Harding and the rest of the Southside Farms family have been working hard all winter overseeing crops of fruits and vegetables, some of which will be ready for spring shoppers. It’s all part of the Southside legacy.
“We started with strawberries 16 years ago, so that was kind of the start of all this,” Harding said during a recent tour of his hothouse operations, located on land that has been in the family for several generations.
“We actually started our strawberries in October and then we started our tomatoes in December for the 2015 season,” Harding said. “We start them in small houses and then transfer them to the big house in early February. There’s not a lot of down time here.”
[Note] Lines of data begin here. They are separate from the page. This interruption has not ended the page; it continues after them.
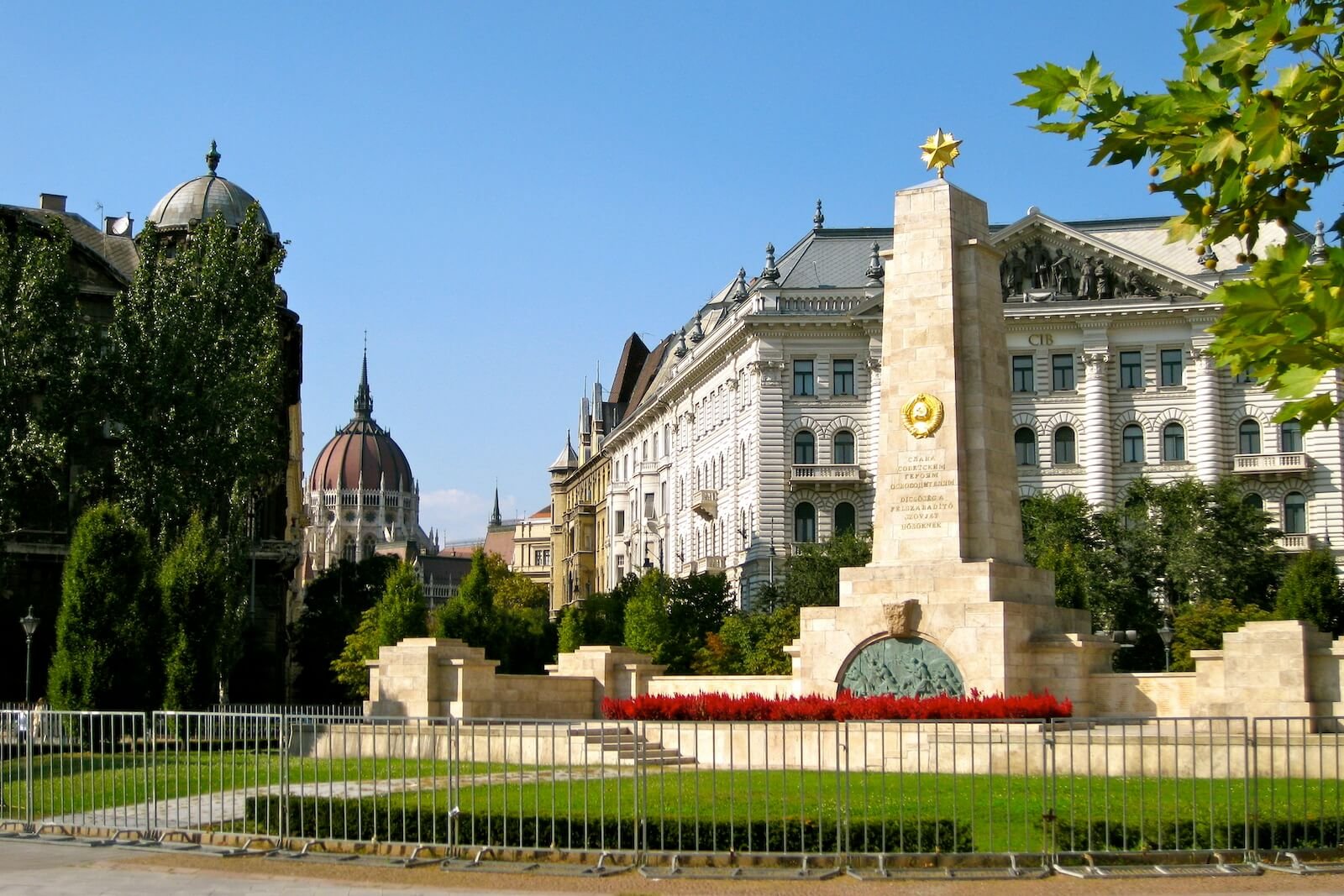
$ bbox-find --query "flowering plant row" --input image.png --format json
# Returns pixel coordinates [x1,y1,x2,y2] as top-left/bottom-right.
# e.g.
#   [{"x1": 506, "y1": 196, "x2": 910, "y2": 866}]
[{"x1": 602, "y1": 689, "x2": 1074, "y2": 721}]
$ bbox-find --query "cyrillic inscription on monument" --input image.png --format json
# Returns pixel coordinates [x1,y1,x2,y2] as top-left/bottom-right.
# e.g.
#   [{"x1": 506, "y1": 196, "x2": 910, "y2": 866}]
[{"x1": 891, "y1": 448, "x2": 957, "y2": 531}]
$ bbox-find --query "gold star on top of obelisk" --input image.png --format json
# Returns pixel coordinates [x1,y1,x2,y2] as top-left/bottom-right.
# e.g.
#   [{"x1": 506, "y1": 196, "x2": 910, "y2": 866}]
[{"x1": 919, "y1": 128, "x2": 961, "y2": 180}]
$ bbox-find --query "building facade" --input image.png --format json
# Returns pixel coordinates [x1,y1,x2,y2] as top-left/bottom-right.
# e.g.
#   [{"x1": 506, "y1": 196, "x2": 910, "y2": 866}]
[{"x1": 551, "y1": 197, "x2": 1344, "y2": 605}]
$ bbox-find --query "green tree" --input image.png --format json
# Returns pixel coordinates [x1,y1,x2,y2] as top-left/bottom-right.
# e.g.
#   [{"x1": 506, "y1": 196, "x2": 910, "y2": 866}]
[
  {"x1": 49, "y1": 502, "x2": 161, "y2": 710},
  {"x1": 1172, "y1": 600, "x2": 1270, "y2": 672},
  {"x1": 1274, "y1": 551, "x2": 1344, "y2": 636},
  {"x1": 110, "y1": 206, "x2": 285, "y2": 542},
  {"x1": 558, "y1": 605, "x2": 583, "y2": 652},
  {"x1": 1017, "y1": 0, "x2": 1344, "y2": 428},
  {"x1": 784, "y1": 532, "x2": 872, "y2": 607},
  {"x1": 1021, "y1": 495, "x2": 1100, "y2": 610},
  {"x1": 695, "y1": 605, "x2": 798, "y2": 676},
  {"x1": 660, "y1": 572, "x2": 732, "y2": 674},
  {"x1": 159, "y1": 513, "x2": 229, "y2": 710},
  {"x1": 289, "y1": 553, "x2": 396, "y2": 704},
  {"x1": 332, "y1": 563, "x2": 426, "y2": 697},
  {"x1": 0, "y1": 213, "x2": 101, "y2": 537},
  {"x1": 625, "y1": 569, "x2": 672, "y2": 663}
]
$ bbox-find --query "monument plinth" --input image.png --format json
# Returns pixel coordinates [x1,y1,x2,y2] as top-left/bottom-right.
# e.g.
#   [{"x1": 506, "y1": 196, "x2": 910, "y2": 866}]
[{"x1": 790, "y1": 164, "x2": 1113, "y2": 693}]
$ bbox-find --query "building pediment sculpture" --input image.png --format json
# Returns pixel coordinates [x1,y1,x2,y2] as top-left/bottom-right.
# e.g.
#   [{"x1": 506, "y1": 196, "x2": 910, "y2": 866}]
[{"x1": 999, "y1": 237, "x2": 1164, "y2": 301}]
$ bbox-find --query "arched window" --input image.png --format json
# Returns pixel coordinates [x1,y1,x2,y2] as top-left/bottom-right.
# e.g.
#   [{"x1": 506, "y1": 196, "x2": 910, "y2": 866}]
[
  {"x1": 1163, "y1": 422, "x2": 1185, "y2": 462},
  {"x1": 835, "y1": 501, "x2": 855, "y2": 535},
  {"x1": 1055, "y1": 426, "x2": 1078, "y2": 466},
  {"x1": 793, "y1": 501, "x2": 817, "y2": 542},
  {"x1": 793, "y1": 430, "x2": 817, "y2": 464},
  {"x1": 1012, "y1": 426, "x2": 1037, "y2": 466},
  {"x1": 1284, "y1": 491, "x2": 1306, "y2": 535},
  {"x1": 1278, "y1": 421, "x2": 1302, "y2": 454},
  {"x1": 1120, "y1": 423, "x2": 1144, "y2": 464},
  {"x1": 831, "y1": 430, "x2": 853, "y2": 464},
  {"x1": 1236, "y1": 418, "x2": 1259, "y2": 454}
]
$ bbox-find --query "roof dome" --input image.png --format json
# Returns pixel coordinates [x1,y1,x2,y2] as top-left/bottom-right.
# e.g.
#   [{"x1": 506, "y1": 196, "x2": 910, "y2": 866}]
[
  {"x1": 307, "y1": 354, "x2": 415, "y2": 491},
  {"x1": 148, "y1": 139, "x2": 271, "y2": 233}
]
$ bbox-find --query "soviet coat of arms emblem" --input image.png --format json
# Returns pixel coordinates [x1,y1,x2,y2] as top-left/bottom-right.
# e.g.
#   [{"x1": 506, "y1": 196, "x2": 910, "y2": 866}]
[{"x1": 900, "y1": 392, "x2": 942, "y2": 439}]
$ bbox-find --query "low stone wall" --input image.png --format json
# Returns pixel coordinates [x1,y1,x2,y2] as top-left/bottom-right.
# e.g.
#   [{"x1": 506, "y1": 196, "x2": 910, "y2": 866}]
[{"x1": 1087, "y1": 672, "x2": 1194, "y2": 719}]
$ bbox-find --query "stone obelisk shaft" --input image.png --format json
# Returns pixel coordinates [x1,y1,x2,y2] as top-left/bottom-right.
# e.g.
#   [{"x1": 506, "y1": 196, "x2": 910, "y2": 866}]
[{"x1": 872, "y1": 180, "x2": 1023, "y2": 567}]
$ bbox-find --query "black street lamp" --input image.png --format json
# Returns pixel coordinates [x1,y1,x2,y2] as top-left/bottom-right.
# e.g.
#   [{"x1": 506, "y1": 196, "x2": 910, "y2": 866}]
[
  {"x1": 18, "y1": 603, "x2": 42, "y2": 705},
  {"x1": 1158, "y1": 619, "x2": 1176, "y2": 672}
]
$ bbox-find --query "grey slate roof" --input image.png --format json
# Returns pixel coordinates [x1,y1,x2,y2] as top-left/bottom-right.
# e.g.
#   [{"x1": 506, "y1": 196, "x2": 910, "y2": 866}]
[
  {"x1": 0, "y1": 206, "x2": 139, "y2": 284},
  {"x1": 775, "y1": 227, "x2": 891, "y2": 289}
]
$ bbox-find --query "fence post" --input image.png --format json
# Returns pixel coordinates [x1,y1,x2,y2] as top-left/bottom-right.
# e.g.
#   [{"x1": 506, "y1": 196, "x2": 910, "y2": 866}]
[
  {"x1": 1042, "y1": 719, "x2": 1053, "y2": 864},
  {"x1": 278, "y1": 706, "x2": 289, "y2": 842},
  {"x1": 23, "y1": 715, "x2": 32, "y2": 833}
]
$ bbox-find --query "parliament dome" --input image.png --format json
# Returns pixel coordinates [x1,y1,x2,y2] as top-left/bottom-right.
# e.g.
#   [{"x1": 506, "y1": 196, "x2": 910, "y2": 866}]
[
  {"x1": 307, "y1": 359, "x2": 415, "y2": 491},
  {"x1": 148, "y1": 141, "x2": 273, "y2": 233}
]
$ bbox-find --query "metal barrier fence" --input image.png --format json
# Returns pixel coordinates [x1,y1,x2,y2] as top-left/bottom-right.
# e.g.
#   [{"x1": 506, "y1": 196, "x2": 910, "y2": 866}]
[{"x1": 0, "y1": 710, "x2": 1344, "y2": 869}]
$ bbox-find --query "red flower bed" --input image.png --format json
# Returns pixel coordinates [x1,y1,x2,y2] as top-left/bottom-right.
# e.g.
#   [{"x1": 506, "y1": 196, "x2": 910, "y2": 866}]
[{"x1": 602, "y1": 690, "x2": 1074, "y2": 721}]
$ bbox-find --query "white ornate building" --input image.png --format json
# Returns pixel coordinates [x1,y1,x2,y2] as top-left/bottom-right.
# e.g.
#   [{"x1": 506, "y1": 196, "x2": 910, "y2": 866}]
[{"x1": 572, "y1": 203, "x2": 1344, "y2": 603}]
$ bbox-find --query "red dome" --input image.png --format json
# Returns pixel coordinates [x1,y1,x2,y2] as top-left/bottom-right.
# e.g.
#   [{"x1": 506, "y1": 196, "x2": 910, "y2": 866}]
[{"x1": 307, "y1": 360, "x2": 415, "y2": 491}]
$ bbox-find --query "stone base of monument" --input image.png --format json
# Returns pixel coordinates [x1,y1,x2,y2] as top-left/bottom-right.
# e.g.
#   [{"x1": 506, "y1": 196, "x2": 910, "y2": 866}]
[{"x1": 786, "y1": 560, "x2": 1116, "y2": 715}]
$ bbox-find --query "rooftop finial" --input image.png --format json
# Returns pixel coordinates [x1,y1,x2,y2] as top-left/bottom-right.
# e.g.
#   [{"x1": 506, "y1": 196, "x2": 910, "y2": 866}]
[
  {"x1": 1310, "y1": 220, "x2": 1326, "y2": 265},
  {"x1": 354, "y1": 343, "x2": 374, "y2": 419},
  {"x1": 732, "y1": 267, "x2": 748, "y2": 302},
  {"x1": 864, "y1": 240, "x2": 883, "y2": 286},
  {"x1": 761, "y1": 244, "x2": 780, "y2": 282}
]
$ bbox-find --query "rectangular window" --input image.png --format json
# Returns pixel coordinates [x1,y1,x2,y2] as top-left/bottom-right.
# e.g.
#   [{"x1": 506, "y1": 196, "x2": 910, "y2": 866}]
[
  {"x1": 1161, "y1": 348, "x2": 1185, "y2": 385},
  {"x1": 831, "y1": 359, "x2": 855, "y2": 395},
  {"x1": 1012, "y1": 354, "x2": 1037, "y2": 392},
  {"x1": 793, "y1": 361, "x2": 816, "y2": 395},
  {"x1": 1120, "y1": 352, "x2": 1144, "y2": 388},
  {"x1": 1050, "y1": 354, "x2": 1075, "y2": 392}
]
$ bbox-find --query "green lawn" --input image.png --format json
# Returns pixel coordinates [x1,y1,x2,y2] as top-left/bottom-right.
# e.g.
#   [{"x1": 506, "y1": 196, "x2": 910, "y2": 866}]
[{"x1": 0, "y1": 750, "x2": 1344, "y2": 853}]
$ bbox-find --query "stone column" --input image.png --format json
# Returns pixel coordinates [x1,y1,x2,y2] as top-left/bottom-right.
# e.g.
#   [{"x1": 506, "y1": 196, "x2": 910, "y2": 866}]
[
  {"x1": 1185, "y1": 344, "x2": 1228, "y2": 485},
  {"x1": 1079, "y1": 349, "x2": 1116, "y2": 506}
]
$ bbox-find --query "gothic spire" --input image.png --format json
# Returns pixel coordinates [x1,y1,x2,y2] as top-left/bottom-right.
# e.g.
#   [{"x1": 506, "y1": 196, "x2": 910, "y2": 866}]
[{"x1": 354, "y1": 338, "x2": 374, "y2": 421}]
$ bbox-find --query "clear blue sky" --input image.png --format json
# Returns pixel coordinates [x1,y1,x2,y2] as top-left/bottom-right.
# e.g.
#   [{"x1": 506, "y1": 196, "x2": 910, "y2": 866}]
[{"x1": 8, "y1": 0, "x2": 1337, "y2": 538}]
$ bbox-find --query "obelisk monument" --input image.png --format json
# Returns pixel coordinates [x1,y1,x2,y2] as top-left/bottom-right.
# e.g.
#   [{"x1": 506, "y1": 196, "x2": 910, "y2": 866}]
[{"x1": 790, "y1": 130, "x2": 1109, "y2": 693}]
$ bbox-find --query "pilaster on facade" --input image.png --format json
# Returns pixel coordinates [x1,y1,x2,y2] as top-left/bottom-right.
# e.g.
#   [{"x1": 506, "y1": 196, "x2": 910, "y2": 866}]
[{"x1": 1082, "y1": 348, "x2": 1116, "y2": 506}]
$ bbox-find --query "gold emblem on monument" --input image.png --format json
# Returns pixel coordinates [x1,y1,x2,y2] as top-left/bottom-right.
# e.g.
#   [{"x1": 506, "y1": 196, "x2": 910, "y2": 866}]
[
  {"x1": 900, "y1": 392, "x2": 942, "y2": 439},
  {"x1": 919, "y1": 128, "x2": 961, "y2": 180}
]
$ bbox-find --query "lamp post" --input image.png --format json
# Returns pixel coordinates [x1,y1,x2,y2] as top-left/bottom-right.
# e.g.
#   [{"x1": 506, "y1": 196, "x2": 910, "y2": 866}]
[
  {"x1": 1158, "y1": 619, "x2": 1176, "y2": 672},
  {"x1": 18, "y1": 603, "x2": 42, "y2": 705}
]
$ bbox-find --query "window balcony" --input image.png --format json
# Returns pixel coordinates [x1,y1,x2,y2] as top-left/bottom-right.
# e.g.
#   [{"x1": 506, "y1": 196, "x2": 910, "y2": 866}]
[
  {"x1": 790, "y1": 464, "x2": 863, "y2": 485},
  {"x1": 1232, "y1": 451, "x2": 1312, "y2": 475},
  {"x1": 1274, "y1": 532, "x2": 1315, "y2": 553}
]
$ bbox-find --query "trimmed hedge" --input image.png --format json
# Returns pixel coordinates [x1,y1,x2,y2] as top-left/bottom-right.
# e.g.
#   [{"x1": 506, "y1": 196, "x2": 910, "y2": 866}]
[
  {"x1": 246, "y1": 795, "x2": 972, "y2": 853},
  {"x1": 602, "y1": 690, "x2": 1074, "y2": 721},
  {"x1": 1055, "y1": 817, "x2": 1344, "y2": 851}
]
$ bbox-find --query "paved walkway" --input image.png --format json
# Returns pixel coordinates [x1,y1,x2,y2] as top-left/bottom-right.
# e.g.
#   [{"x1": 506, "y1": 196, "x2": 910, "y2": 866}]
[{"x1": 0, "y1": 838, "x2": 1344, "y2": 896}]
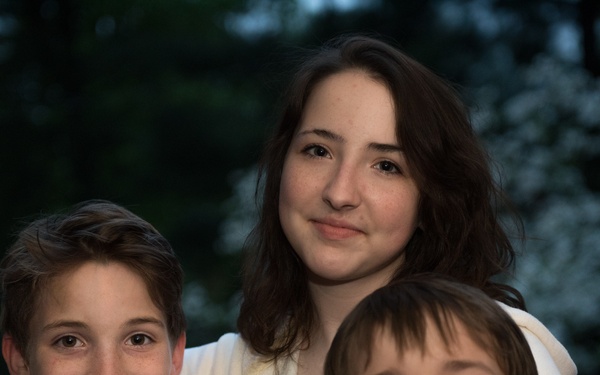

Some people think winter is one long vacation for the Southside crew, according to Harding’s wife, Tracey.
“We laugh when people ask what we do this time of the year,” she said. “You can’t even explain it.”
There’s a great deal of planning in this type of farming, Shawn Harding pointed out.
“Plants are seeded at two-week intervals so you’re planning so it comes off in May,” he said. “There’s lots of greenhouse work in the winter. We have four greenhouses; two are dedicated to tomatoes, another is dedicated to hanging baskets and flowers and the fourth greenhouse has green peppers, cucumbers, eggplants.”
Southside is also currently growing collard, cabbage, broccoli and beet seedlings, according to Harding. They are grown in what is called a “float bed” just as tobacco seedlings were grown on the farm years ago.
But it’s the tomato crop that is taking up much of Harding’s time right now.
“It’s a full time job in winter time,” he said. “Right now we have about 1,600 tomato plants, with eight varieties.”
Also vying for attention are the farm’s other crops. Southside’s peach trees and blackberry and blueberry bushes must be pruned in anticipation of the summer season.
But it’s worth the time and effort, Harding insisted. The pay off is the fact that of all the produce he sells, at least 95 percent of it is grown in Southside soil.
“It just doesn’t appear,” he said. “You’ve got to do a lot of work in the off season. There’s a science to it … there’s a lot behind it.”
Southside Farms has tentative plans to open its retail market in mid-April, depending on the weather.
“When we open up, I want to have lettuce ready and I want to have tomatoes and spring onions ready,” Harding said. “That’s when the greenhouses really help in getting those things started.”
With a quick glance around at the tender greenhouse crops, it’s reassuring that better days are ahead.
“Hang on, spring is coming,” Harding said with a smile. “It’s all going to be coming out of here before long.”